What about interest margins, or the difference between what banks charge borrowers and pay depositors? Lower rates boosted credit growth, but surely rising rates should help offset fewer and smaller loans? Maybe not. First, net interest margins shift slowly. Commonwealth Bank reported a net interest margin of 2.1% in fiscal 2012 when the cash rate was 4%. A decade later, margins had only slipped to 1.8% despite a cash rate of zero . Second, fewer loans means more competition for those that remain, limiting the upside from higher rates.
“The issue when you don’t have growth, everyone is competing for a pie that’s not growing, so it might lead to more price competition than when the system is growing,” says Zaia.
Australian banks already trade at a valuation premium to foreign lenders. After a bumper two decades, will the next two be as good? Unlikely.
Iron ore no more
Chinese demand turned iron ore from a commodity sideshow into a nation-building project. It’s a question of when the boom ends, not if.
Iron ore mining was a dismal business for the two decades before 2000. The collapse of the Soviet Union, Japan’s property market implosion and the Asian Financial Crisis slashed global steel demand.
Then came China. The portion of Chinese living in urban areas rose from 20% in 1980 to just over 60% in 2021. This human migration coincided with the biggest building spree in world history. China poured more concrete in two years between 2011 and 2013 than the United States did over the 20th century.
Construction means steel and steel means iron ore. Iron ore prices barely cracked the US$30 per tonne mark in the two decades before the early 2000s. Today prices above US$100 are considered normal.
But just as with mortgages, the next two decades are unlikely to be as kind for iron ore. The rate at which people move from farm to city in China has been declining since the 1980s and is now at levels comparable to Australia (even if the overall urban population is still lower). Investment in roads, hospitals, bridges, apartments and factories remains extraordinarily high but Chinese policymakers from Xi Jinping down are committed to curbing the addiction to debt-fuelled concrete pouring.
Iron ore miners know this and are trying to diversify into what BHP chief executive Mike Henry calls “future facing metals”. But green transition metals like copper and nickel cannot replace the iron ore gravy train. Global iron ore production hit 2.7 billion tonnes last year, roughly a third from Australia.

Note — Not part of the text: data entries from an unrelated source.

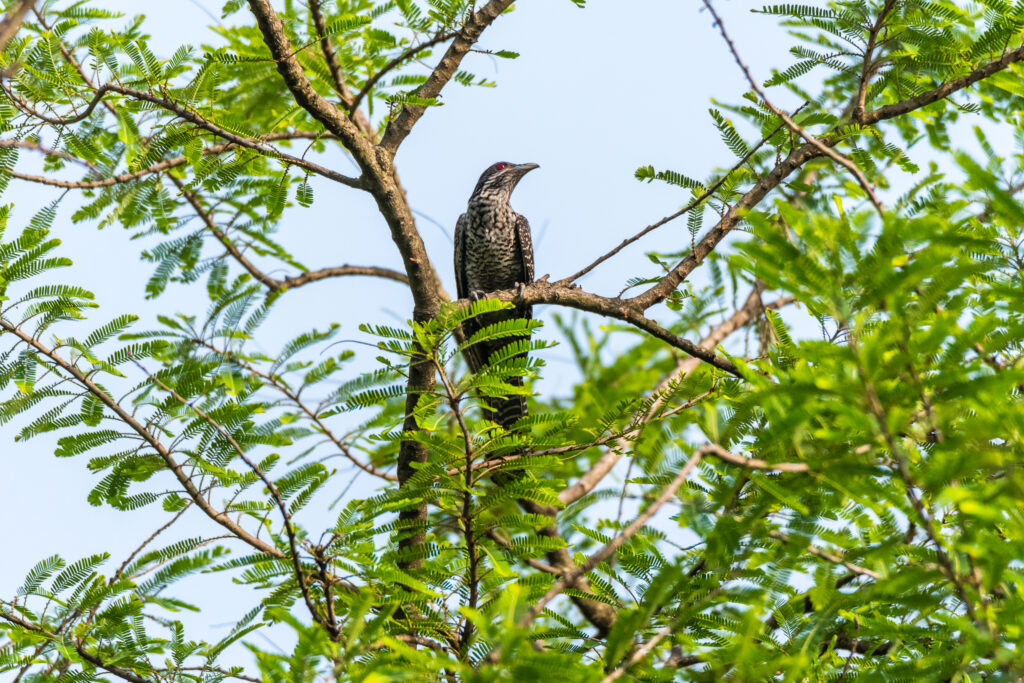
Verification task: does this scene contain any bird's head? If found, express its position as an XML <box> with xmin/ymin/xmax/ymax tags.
<box><xmin>471</xmin><ymin>161</ymin><xmax>540</xmax><ymax>201</ymax></box>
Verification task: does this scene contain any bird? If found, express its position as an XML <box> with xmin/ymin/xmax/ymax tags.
<box><xmin>455</xmin><ymin>162</ymin><xmax>540</xmax><ymax>429</ymax></box>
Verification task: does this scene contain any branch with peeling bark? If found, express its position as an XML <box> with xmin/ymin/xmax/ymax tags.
<box><xmin>0</xmin><ymin>318</ymin><xmax>285</xmax><ymax>558</ymax></box>
<box><xmin>0</xmin><ymin>81</ymin><xmax>362</xmax><ymax>189</ymax></box>
<box><xmin>703</xmin><ymin>0</ymin><xmax>885</xmax><ymax>215</ymax></box>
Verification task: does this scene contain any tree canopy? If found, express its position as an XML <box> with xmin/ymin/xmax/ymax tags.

Total copper mined was 19 million tonnes, or 0.7% as much.Even were Australia’s iron ore giants able to capture the total copper market, which they won’t, the volumes are thimble-like.
It won’t be Australia’s first commodity boom bust. Wool prices exploded during the 1940s and 1950s thanks to World War 2 and the Korean war. Prices then fell for six decades. Australia fell off the sheep’s back.
Wool prices over a century (inflation adjusted)
Local investors at risk
Australians are especially at risk from any transition because so many own a highly-concentrated chunk of mortgage and mining stocks.
Roughly a third of all Australians invest outside super and most owned less than three investments, according to a 2020 Australian Securities Exchange survey of investors. Half of all investors who identified as diversified owned shares in two or less companies. It’s likely at least one of those products is a bank or mining share. Morningstar data shows a third of Commonwealth Bank shares are held by small shareholdings , compared to just 5% for Transurban.
As the global mining and mortgage boom winds down, Australians investing for the long view should diversify away from home.